6

I'm trying to typecheck notebooks exported out of Databricks. The notebooks are plain *.py files with a special comment format to indicate where cells begin and end. There's no reason why mypy shouldn't be able to typecheck these files, except some missing names:

  • spark
  • sc
  • dbutils
  • display
  • displayHTML

I know that the python command will run a file specified by the PYTHONSTARTUP environment variable before dumping you into interactive mode.
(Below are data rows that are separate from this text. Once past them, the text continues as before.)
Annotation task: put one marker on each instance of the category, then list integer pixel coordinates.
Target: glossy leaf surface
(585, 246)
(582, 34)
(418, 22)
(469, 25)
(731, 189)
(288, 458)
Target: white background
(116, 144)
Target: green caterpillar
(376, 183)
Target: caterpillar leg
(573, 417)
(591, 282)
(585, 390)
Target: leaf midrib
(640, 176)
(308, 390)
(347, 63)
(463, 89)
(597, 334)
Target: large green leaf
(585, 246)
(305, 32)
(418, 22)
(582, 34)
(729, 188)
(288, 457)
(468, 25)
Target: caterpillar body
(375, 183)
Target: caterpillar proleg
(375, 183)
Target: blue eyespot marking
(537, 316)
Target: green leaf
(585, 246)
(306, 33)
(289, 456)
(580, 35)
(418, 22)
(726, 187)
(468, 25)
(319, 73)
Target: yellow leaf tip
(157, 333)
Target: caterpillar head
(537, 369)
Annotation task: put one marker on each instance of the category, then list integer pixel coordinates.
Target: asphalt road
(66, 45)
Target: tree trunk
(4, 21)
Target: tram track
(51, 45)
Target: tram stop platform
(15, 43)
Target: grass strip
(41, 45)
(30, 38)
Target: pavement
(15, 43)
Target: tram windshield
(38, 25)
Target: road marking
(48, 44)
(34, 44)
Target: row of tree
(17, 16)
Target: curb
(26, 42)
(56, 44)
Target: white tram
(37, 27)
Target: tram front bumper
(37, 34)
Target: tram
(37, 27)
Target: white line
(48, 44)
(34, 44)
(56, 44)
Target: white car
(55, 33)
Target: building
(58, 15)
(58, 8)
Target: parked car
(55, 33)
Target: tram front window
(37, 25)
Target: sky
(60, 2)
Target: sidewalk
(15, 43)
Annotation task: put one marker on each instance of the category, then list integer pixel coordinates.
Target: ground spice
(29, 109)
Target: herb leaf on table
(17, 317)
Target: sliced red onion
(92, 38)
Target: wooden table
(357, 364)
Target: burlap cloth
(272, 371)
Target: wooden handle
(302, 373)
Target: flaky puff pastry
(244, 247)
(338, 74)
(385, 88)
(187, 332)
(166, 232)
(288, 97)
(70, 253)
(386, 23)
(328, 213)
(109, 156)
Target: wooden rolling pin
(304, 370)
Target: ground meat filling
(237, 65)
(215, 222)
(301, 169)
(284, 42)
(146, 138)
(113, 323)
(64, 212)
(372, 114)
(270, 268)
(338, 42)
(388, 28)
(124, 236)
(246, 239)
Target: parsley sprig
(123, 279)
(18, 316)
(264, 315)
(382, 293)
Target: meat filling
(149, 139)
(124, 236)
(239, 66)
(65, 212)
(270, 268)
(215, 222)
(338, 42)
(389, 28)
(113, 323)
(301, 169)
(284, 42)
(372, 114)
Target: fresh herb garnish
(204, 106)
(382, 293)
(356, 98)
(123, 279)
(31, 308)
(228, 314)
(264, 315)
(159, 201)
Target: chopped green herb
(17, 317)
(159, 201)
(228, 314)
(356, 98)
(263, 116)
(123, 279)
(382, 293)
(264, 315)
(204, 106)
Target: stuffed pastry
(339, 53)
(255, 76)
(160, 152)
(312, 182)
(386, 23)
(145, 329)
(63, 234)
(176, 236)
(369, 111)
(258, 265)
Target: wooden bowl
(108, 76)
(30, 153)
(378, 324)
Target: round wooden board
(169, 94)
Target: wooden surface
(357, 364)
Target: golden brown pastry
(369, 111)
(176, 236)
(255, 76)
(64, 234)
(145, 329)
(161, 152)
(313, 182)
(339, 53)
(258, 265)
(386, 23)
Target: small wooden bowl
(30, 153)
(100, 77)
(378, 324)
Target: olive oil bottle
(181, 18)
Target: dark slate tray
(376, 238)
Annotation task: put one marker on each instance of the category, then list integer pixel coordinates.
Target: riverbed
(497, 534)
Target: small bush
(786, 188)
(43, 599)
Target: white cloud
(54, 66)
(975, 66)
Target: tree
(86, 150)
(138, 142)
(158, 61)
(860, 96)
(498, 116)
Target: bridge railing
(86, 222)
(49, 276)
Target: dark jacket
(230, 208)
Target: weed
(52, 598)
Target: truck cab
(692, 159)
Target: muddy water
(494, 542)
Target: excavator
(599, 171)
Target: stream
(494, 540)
This is how these names get defined to begin with.

Is there a hook in mypy that lets you define names like these outside the code?

2 Answers 2

2

Here is what I did:

  1. Create utils/spark_utils.py with the following content:
from typing import Any, Optional

from pyspark.sql import SparkSession


def spark() -> SparkSession:
    return SparkSession.builder.getOrCreate()


def dbutils(spark_session: Optional[SparkSession] = None) -> Any:
    spark_session = spark_session or spark()
    conf = spark_session.conf.get("spark.master")
    if "local" in conf:
        from pyspark.dbutils import DBUtils  # type: ignore

        return DBUtils(spark_session)
    else:
        import IPython  # type: ignore

        return IPython.get_ipython().user_ns["dbutils"]
  1. Use these utility functions anywhere in your Databricks notebooks:
import utils.spark_utils as spark_utils

spark = spark_utils.spark()
dbutils = spark_utils.dbutils(spark)

s3_input_path = dbutils.widgets.get("s3_input_path")
df = spark.read.parquet(s3_input_path)
df.show()

Please note that pyspark.dbutils is a part of databricks-connect package, the standard pyspark doesn't have it.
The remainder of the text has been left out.